While studying at the University of California, Los Angeles, she learned to swim, calling it “the most useful subject learned there.” “Water became my element,” she writes. “I delight in its color, its texture, the three-dimensional freedom of movement, there where buoyancy balances body weight.”
Later she married a seagoing man who taught her to tie knots and sail. The couple settled in San Pedro, Calif., and eked out a living by fishing for albacore, halibut, abalone, and lobster before moving to Hawaii in 1952. When her husband returned to California, Sutherland remained in Hawaii and worked as a school counselor while raising their four children on her own.
Charting Her Own Course
Sutherland finally put all her seafaring skills to use in 1962, when at 41 years old, she embarked on her first solo adventure — swimming around Moloka’i, a remote Hawaiian island, while towing a raft with supplies. She describes navigating breakers and hiking steep sea cliffs in Paddling My Own Canoe: A Solo Adventure on the Coast of Moloka’i — part humorous recollection, part guidebook.

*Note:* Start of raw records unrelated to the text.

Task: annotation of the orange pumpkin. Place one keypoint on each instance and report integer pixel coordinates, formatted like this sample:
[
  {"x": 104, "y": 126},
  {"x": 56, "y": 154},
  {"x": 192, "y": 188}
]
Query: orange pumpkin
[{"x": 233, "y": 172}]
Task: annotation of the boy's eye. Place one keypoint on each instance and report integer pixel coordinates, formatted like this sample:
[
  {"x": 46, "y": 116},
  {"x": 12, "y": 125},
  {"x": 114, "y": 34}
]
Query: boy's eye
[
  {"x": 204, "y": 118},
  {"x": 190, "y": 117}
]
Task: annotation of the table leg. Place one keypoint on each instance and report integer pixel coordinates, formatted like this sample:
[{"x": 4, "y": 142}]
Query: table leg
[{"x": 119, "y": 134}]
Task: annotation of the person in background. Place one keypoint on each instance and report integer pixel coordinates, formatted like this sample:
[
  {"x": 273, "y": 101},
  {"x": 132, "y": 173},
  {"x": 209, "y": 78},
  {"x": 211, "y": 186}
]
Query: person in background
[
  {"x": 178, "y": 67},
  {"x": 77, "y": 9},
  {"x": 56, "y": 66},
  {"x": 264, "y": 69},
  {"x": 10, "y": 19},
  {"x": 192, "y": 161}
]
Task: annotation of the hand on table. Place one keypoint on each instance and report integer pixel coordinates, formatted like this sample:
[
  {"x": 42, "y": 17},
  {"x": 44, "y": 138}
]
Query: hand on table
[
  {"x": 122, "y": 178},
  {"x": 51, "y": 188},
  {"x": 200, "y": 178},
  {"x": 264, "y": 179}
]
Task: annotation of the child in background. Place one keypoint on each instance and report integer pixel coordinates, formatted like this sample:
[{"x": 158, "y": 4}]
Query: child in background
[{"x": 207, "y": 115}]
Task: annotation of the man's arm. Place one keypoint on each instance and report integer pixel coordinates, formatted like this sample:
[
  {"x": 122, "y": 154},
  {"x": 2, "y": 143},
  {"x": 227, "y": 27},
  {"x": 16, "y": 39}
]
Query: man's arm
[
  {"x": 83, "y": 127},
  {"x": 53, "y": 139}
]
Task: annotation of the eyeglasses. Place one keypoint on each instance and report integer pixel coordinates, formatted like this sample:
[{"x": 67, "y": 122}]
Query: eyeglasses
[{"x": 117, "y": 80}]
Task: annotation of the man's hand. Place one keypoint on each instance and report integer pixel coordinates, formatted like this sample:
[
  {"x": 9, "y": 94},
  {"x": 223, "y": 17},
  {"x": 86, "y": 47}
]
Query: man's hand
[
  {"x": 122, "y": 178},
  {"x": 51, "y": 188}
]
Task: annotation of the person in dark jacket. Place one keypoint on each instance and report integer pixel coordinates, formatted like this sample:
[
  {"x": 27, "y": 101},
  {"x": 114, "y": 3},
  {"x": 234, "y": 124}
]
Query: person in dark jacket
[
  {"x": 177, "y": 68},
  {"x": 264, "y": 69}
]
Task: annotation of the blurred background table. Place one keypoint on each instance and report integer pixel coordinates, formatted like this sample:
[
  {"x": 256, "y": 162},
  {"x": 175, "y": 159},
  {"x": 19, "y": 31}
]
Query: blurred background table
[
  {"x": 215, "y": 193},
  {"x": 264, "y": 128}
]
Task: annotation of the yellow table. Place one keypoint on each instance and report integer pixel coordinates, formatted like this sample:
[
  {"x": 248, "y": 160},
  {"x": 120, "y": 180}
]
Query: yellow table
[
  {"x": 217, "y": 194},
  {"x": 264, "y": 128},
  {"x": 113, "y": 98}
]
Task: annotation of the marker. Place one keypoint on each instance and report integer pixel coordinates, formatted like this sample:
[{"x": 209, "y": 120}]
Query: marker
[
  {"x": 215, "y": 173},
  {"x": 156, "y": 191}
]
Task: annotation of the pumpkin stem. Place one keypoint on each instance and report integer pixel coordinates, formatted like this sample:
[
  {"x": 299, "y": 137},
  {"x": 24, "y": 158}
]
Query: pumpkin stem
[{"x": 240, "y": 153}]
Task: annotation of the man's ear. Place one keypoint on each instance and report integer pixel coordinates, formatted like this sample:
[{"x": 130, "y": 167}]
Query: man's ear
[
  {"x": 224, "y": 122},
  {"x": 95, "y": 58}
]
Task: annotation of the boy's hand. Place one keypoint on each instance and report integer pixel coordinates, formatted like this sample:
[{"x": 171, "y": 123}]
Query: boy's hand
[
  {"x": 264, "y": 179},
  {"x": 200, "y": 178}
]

In lively prose and poetry, Sutherland also shares lovely details about nightly temperatures, daily meals, and the island’s sights and sounds.
“Below the clouds the North Star was clear in the sky, 20 degrees above the horizon,” she writes. “To the west was an intermittent flare of light. I watched until the regular 10-second interval became apparent and then I knew what it was. The Japanese poetry form of haiku came to mind with its own formal rules and delicate charm. Three lines: five syllables in the first line, then seven, then five. I juggled phrases.
From KalaupapaLighthouse beams its flashing rayOn a far small tent.”
Exploring New Frontiers
Sutherland’s paddling adventures spanned five decades and stretched far beyond Hawaii. In Paddling North: A Solo Adventure Along the Inside Passage, she shares her decision — at age 60 — to undertake a summer-long voyage on Alaska’s spectacular coastal waterway in one of the inflatable boats she preferred. (She made the journey at least 20 more times over the next 34 years.)
“I didn’t need to get ‘away.’ I needed to get ‘to,’” she writes. “To simplicity. I wanted to be lean and hard and sun-browned and kind. Instead I felt fat and soft and white and mean. Years of a desk job in bureaucracy can do that even if you like the job.”
The epic free spirit, who died in 2015, believed that security came not from money but from building one’s own skills and unlocking one’s own courage. Her wilderness sagas are about finding peace within — whether a person is headed for sunny or stormy weather or sleeping at a rustic campsite or in a cozy cabin.
“Part of the idiot fun of these expeditions has been the reverse twist, creating sybaritic luxuries where all should be hardship, and transferring the gusto of a gourmet kitchen into meals that weigh an average of 12 ounces per day,” she writes. (See a couple of Sutherland’s recipes below.)
Along with prepared rations from home, she added freshness to meals with wild-caught fish and foraged berries and plants. Wine — which she stored in 35-mm film cans — was always included in her cache “to provide an epicurean touch” to her meals. “What I really need is for some scientist to develop a dehydrated or freeze-dried wine,” she adds.
Sutherland’s memoirs also emphasize the importance of leaving no trace and maintaining nature’s delicate balance:
“Wolf tracks were on the sand beach to the north of the cabin. She (all animals are she, in deference to the female of the species, unless proven otherwise) had been there since the dawn high tide. I wondered if she was hungry, if she had cubs, and if I could leave food for her. But if you make friends with a wild animal for your own pleasure and get her accustomed to man, then surely someone will shoot her for his pleasure. As a man in Wrangell later said, ‘They get too many of our deer.’ Whose deer?”
Finally, Sutherland’s words are reminders, in a world of continued commercial development and fast-paced technology, of the need to protect wild places.
As she notes in Paddling My Own Canoe, “There should be some areas everywhere in the world where motorized access is forbidden, places you get to only through the natural, quiet energy of wind and muscle.”